Perhaps millions of aboriginal Americans died because of European colonization, but certainly not as a result of direct, intentional butchery. Disease was very likely the cause of most deaths. Additionally, it is another complex set of events in which only the simple-minded, or fanatics, will assign blame. When Cortéx invaded what we mow call Mexico, it was absurd to assume that he could have conquered that highly developed civilization with the somewhat more than 400 men he took inland. After the march to Tenochtitlan, during which Cortés picked up thousands of aboriginal allies, he was able to add, perhaps, one thousand more Spaniards. It was the thousands of aboriginal allies who made the conquest of the city possible, and even then, it took almost two years. (For a short summary see
Historia verdadera de la conquista de la Nueva España,
The True History of the Conquest of New Spain by Bernal Diaz, the only eye-witness account. For a more thorough treatment, including accounts by aboriginal people, see
The History of the Conquest of Mexico, in three volumes, William Prescott, Boston, 1843. Yes, I've read both, in English, of course.)

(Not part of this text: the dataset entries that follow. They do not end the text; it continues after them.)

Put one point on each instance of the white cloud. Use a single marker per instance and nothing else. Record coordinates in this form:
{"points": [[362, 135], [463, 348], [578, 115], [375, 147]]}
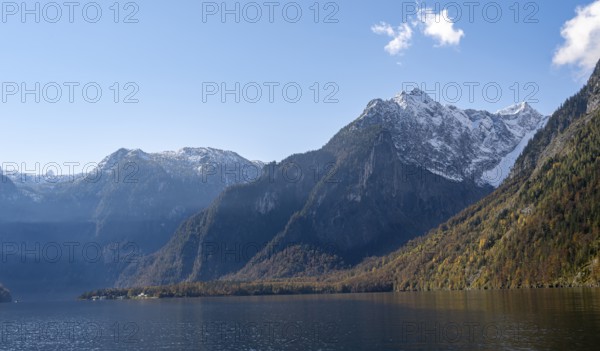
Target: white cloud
{"points": [[582, 38], [441, 28], [437, 26], [401, 37]]}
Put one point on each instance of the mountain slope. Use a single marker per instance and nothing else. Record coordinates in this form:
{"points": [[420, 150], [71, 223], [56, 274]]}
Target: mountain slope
{"points": [[127, 206], [541, 228], [369, 190]]}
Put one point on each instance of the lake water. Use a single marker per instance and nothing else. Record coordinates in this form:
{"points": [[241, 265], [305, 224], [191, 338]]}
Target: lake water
{"points": [[553, 319]]}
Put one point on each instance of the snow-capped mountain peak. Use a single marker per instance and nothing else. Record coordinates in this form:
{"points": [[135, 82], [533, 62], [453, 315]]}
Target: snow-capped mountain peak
{"points": [[454, 143], [519, 108]]}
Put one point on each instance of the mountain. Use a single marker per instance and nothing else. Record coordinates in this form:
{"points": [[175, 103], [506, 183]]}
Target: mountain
{"points": [[4, 295], [541, 228], [403, 167], [125, 206]]}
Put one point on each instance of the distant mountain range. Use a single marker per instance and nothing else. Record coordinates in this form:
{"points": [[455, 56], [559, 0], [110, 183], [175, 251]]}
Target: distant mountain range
{"points": [[541, 228], [131, 202], [401, 168]]}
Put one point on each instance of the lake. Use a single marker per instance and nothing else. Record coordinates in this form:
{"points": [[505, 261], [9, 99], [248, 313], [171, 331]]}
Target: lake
{"points": [[548, 319]]}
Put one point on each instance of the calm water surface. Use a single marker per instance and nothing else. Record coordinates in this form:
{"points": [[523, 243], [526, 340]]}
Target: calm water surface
{"points": [[553, 319]]}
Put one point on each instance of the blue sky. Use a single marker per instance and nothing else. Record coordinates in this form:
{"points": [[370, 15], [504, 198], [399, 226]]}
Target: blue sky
{"points": [[173, 53]]}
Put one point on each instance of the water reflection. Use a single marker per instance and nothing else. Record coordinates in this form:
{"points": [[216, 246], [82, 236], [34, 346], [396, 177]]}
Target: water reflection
{"points": [[553, 319]]}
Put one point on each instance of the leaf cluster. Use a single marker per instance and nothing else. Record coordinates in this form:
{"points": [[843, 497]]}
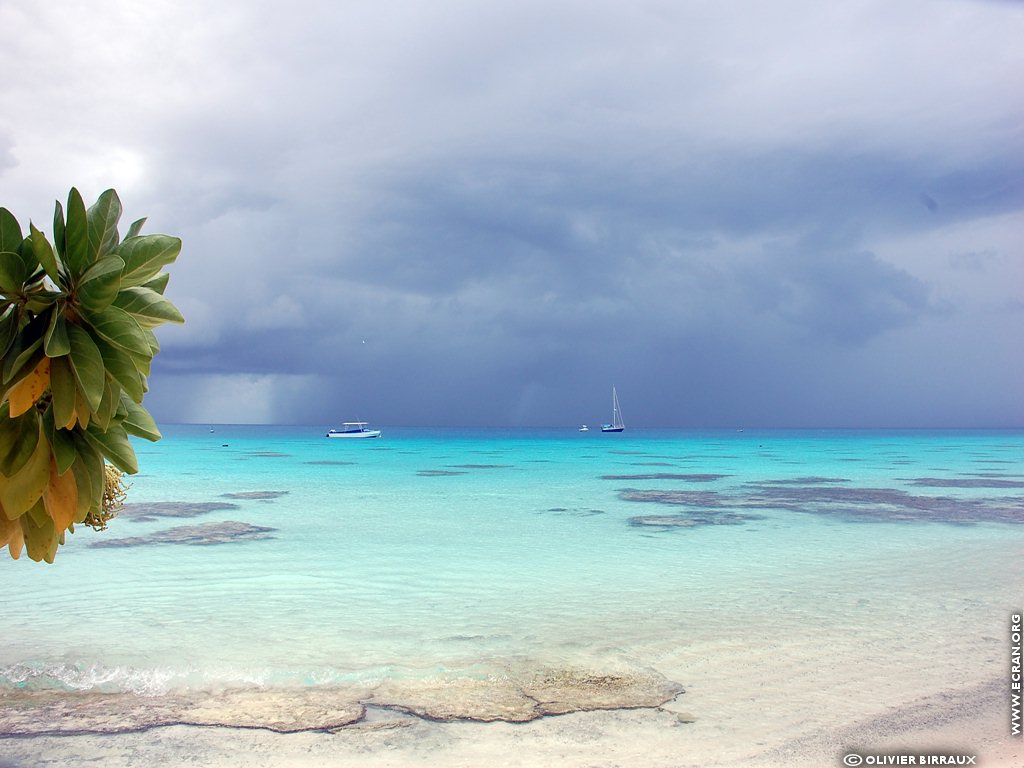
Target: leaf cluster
{"points": [[77, 342]]}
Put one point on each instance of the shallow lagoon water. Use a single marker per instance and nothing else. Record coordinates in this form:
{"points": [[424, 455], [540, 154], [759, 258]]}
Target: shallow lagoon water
{"points": [[793, 574]]}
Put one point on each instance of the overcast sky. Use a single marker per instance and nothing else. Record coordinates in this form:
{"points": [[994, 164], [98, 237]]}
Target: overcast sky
{"points": [[425, 212]]}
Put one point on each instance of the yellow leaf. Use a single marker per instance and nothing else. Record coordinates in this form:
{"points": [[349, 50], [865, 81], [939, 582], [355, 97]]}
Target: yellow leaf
{"points": [[10, 536], [60, 498], [24, 394], [40, 534], [19, 493]]}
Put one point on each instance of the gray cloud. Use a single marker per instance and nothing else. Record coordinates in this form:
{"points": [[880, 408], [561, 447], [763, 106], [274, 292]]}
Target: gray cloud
{"points": [[488, 213]]}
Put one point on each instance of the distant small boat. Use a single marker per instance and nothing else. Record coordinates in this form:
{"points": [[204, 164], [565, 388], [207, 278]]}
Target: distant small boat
{"points": [[354, 429], [616, 416]]}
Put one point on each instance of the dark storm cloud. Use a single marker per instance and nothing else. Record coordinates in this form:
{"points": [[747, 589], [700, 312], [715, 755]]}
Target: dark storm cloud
{"points": [[489, 213]]}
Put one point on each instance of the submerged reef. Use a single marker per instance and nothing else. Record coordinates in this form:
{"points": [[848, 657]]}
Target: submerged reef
{"points": [[146, 512], [505, 694], [256, 495], [667, 476], [204, 535], [692, 519], [824, 496]]}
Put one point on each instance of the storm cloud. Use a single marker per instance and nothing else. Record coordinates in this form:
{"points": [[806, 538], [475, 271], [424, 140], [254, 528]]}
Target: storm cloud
{"points": [[466, 213]]}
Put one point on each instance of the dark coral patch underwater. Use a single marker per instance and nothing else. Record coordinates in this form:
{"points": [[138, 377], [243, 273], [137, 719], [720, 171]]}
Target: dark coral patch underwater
{"points": [[204, 535]]}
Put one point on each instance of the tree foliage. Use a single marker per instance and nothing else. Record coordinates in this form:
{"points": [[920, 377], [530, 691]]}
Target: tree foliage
{"points": [[76, 334]]}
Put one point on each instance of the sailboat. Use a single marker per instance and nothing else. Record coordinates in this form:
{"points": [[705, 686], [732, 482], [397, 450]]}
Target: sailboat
{"points": [[616, 416]]}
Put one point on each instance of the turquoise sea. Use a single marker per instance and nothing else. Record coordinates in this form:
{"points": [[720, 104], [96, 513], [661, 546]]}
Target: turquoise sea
{"points": [[785, 580]]}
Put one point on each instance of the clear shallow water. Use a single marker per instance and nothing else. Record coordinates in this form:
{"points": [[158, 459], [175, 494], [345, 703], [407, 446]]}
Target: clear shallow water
{"points": [[435, 552]]}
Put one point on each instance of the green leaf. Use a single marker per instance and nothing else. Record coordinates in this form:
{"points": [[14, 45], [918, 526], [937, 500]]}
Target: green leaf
{"points": [[100, 284], [158, 284], [41, 300], [138, 422], [56, 343], [87, 365], [88, 469], [103, 217], [147, 306], [8, 329], [135, 228], [25, 348], [120, 329], [108, 406], [146, 255], [10, 231], [62, 388], [77, 255], [60, 441], [120, 365], [19, 492], [58, 229], [17, 440], [12, 273], [45, 254], [114, 444]]}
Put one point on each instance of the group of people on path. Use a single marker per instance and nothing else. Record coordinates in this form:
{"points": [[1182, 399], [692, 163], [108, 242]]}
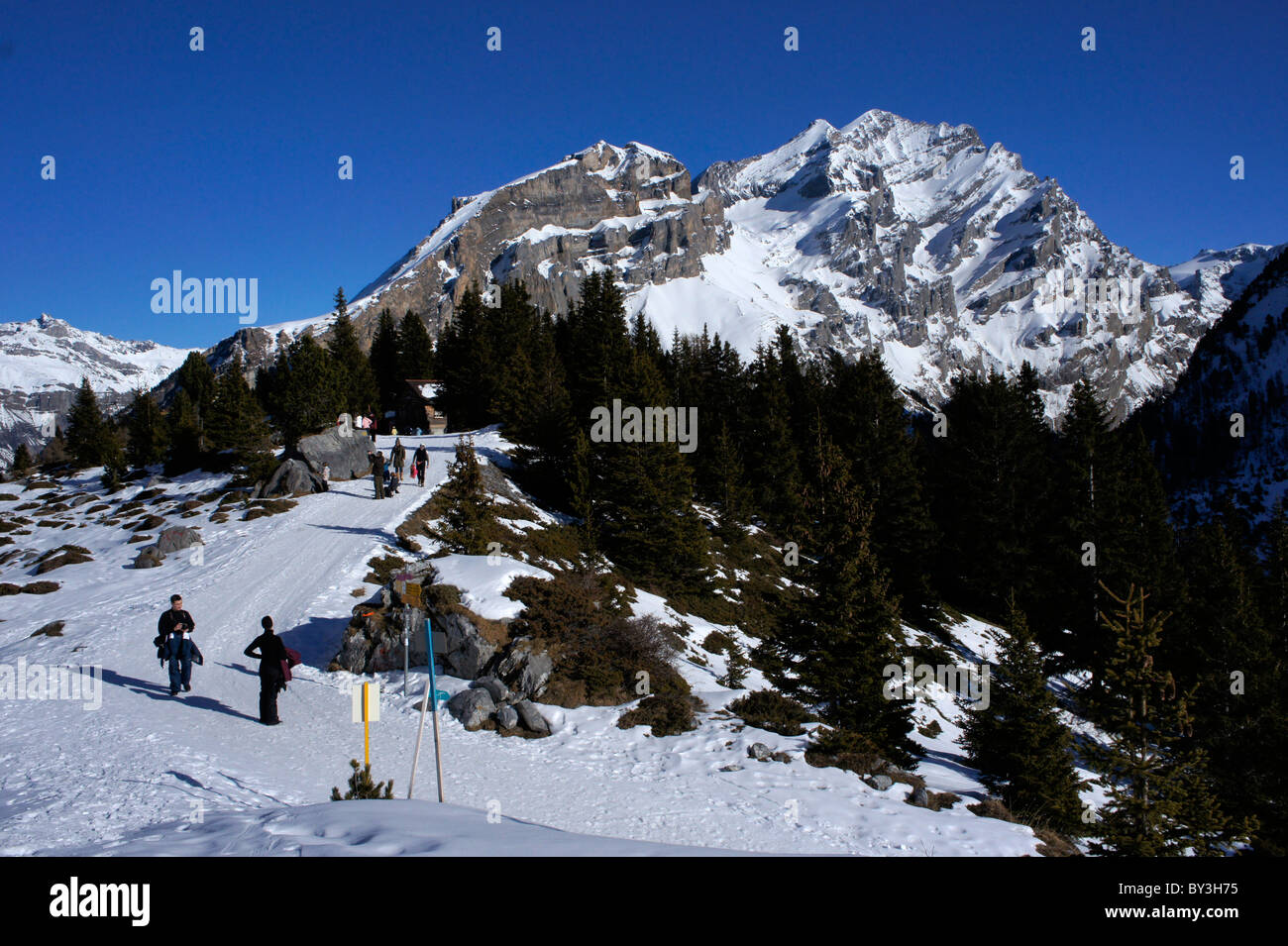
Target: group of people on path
{"points": [[387, 473], [174, 644]]}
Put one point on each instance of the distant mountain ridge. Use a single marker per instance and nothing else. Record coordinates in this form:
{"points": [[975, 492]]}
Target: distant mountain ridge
{"points": [[913, 239], [43, 362]]}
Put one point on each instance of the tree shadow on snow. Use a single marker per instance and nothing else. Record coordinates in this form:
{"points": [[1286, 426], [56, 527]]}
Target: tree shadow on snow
{"points": [[155, 691], [382, 534], [318, 640]]}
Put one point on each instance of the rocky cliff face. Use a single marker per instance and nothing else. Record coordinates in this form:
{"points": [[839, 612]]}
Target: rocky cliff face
{"points": [[42, 366], [917, 240], [630, 209]]}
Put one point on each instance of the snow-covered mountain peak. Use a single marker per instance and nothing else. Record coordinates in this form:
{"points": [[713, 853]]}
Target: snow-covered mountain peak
{"points": [[43, 364]]}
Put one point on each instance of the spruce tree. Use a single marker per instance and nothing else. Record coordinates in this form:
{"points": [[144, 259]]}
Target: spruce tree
{"points": [[1159, 795], [833, 646], [469, 521], [1021, 749], [86, 429], [386, 362], [307, 389], [184, 435], [112, 459], [236, 422], [357, 385], [21, 463], [416, 352], [149, 438], [465, 366], [645, 516]]}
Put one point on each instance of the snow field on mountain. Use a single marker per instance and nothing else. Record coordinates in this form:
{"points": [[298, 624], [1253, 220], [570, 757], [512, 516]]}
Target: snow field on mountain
{"points": [[198, 774]]}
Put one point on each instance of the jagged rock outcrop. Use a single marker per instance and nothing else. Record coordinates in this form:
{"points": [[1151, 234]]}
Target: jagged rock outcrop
{"points": [[915, 240], [342, 448]]}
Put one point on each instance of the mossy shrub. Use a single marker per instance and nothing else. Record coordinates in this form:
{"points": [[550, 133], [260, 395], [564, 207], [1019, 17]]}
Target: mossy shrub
{"points": [[773, 712], [668, 716]]}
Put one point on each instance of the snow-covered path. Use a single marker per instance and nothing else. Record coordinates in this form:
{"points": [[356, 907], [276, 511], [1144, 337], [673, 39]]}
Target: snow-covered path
{"points": [[71, 778]]}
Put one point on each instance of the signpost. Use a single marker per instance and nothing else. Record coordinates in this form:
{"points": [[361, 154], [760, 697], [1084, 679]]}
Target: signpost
{"points": [[366, 709], [432, 696]]}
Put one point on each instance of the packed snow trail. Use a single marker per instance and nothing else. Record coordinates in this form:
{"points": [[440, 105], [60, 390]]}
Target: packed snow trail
{"points": [[72, 779]]}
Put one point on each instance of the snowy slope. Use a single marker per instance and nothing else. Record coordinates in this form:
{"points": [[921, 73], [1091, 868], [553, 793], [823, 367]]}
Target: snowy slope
{"points": [[914, 239], [43, 362], [1218, 277], [143, 768]]}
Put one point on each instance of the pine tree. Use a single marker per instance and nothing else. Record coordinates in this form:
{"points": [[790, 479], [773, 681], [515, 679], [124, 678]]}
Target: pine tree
{"points": [[1159, 796], [184, 435], [644, 490], [307, 389], [469, 521], [386, 362], [844, 630], [88, 433], [21, 463], [112, 459], [1271, 782], [357, 383], [149, 438], [465, 366], [1021, 749], [236, 422], [866, 416], [416, 352], [362, 786]]}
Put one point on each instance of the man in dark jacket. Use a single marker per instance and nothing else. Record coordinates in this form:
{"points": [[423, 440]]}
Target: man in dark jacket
{"points": [[377, 473], [421, 459], [270, 652], [175, 627]]}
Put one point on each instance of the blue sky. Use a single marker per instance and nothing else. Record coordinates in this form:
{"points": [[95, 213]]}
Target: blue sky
{"points": [[223, 162]]}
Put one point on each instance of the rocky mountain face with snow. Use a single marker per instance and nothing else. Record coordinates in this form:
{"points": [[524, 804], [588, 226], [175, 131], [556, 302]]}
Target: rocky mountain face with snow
{"points": [[1224, 428], [943, 253], [917, 240], [1219, 277], [42, 366]]}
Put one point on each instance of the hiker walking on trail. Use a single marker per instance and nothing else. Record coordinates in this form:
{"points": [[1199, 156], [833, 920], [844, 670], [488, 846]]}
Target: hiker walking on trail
{"points": [[271, 656], [174, 644], [377, 473], [420, 459]]}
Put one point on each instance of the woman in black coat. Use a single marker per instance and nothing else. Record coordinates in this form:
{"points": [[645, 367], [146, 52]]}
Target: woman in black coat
{"points": [[270, 652]]}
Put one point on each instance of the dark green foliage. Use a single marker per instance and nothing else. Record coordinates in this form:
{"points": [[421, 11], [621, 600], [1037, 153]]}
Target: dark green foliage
{"points": [[991, 480], [867, 420], [1160, 798], [357, 385], [469, 521], [236, 424], [415, 349], [771, 710], [361, 786], [385, 362], [307, 392], [149, 435], [668, 716], [21, 463], [88, 431], [1019, 745], [842, 632], [601, 656]]}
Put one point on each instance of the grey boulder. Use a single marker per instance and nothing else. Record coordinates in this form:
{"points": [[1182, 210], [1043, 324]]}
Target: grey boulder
{"points": [[498, 691], [472, 706], [531, 717], [507, 717], [176, 538]]}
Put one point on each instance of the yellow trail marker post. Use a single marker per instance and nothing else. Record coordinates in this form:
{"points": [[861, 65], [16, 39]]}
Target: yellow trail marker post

After the cordial reception of the handful of French who arrived in what is now Canada under the leadership of Champlain, the Ottawa solicited his aid against their traditional enemies, the Iroquois. The Iroquois plundered the lands of the Algonquian peoples almost every year, and when their war party was routed by the Frenchmen with their firearms, they were incensed. They began a 150 year campaign to extirpate the French. That included two invasions of Canada, the second lasting for almost two years. Unable to root out what was really an absurdly small French colony, the Iroquois decided to attack them economically--they decided to exterminate the tribes of the Great Lakes region, and thereby cut off the supply of furs and beaver pelts to the French. That went on for generations. As late as the 1680s, the Iroquois invaded the territory of and attempted to exterminate the Illiniwek, the people the French called the Illinois. They killed far more aboriginal people than the French and the English combined. (For the madness of those times in Canada, see
France and England in North America, in seven volumes, 1865-92, Boston, Francis Parkman. Parkman was a bigot with no respect for the aboriginal peoples--but his scholarship was beyond reproach.
As with any such work, it needs to be reviewed wth several grains of salt.)
The tale of European colonization in Africa is one of even greater slaughter and horror. Assigning blame is idiotic, and always a product of the prejudices of the one who attempts to do so.